Se non lo interpreto male, il caso spagnolo mostra come, in un quadro normativo che, diversamente da quello italiano, non parifica, quanto a disvalore, l’abuso di inferiorità psico-fisica alla violenza, si favoriscano interpretazioni di dubbia compatibilità con il principio di legalità; interpretazioni che, per realizzare comprensibili esiti di giustizia sostanziale, forzano il dato normativo, estendendo oltre misura il concetto di violenza o, nel caso di specie, quello di minaccia.

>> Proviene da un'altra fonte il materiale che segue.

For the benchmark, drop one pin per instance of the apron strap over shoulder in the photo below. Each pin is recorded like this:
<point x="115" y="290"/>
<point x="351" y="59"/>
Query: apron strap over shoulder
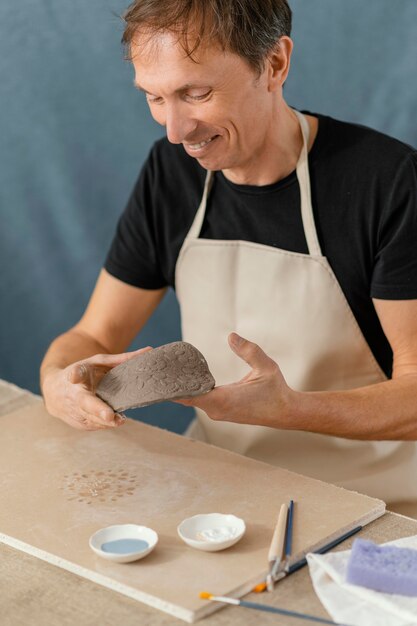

In un mio lavoro monografico sul concetto di minaccia nel diritto penale (G.L. Gatta, La minaccia. Contributo allo studio delle modalità della condotta penalmente rilevante, Roma, 2013, p. 105 s.), ho sottolineato come una minaccia non è configurabile se le condizioni psico-fisiche della vittima (ad es., l’ubriachezza) impediscono di percepirla. Il meccanismo intimidatorio della minaccia è infatti di tipo psicologico: si basa sull’intelletto. Se questo non è in grado di percepire la minaccia – ancor più se ambientale o situazionale – non è configurabile una condotta violenta. Il che non significa, almeno in Italia, che l’ordinamento non punisca adeguatamente il fatto commesso nei confronti dell’incapace: nel nostro caso, parificando quanto a conseguenze sanzionatore le condotte violente a quelle abusive.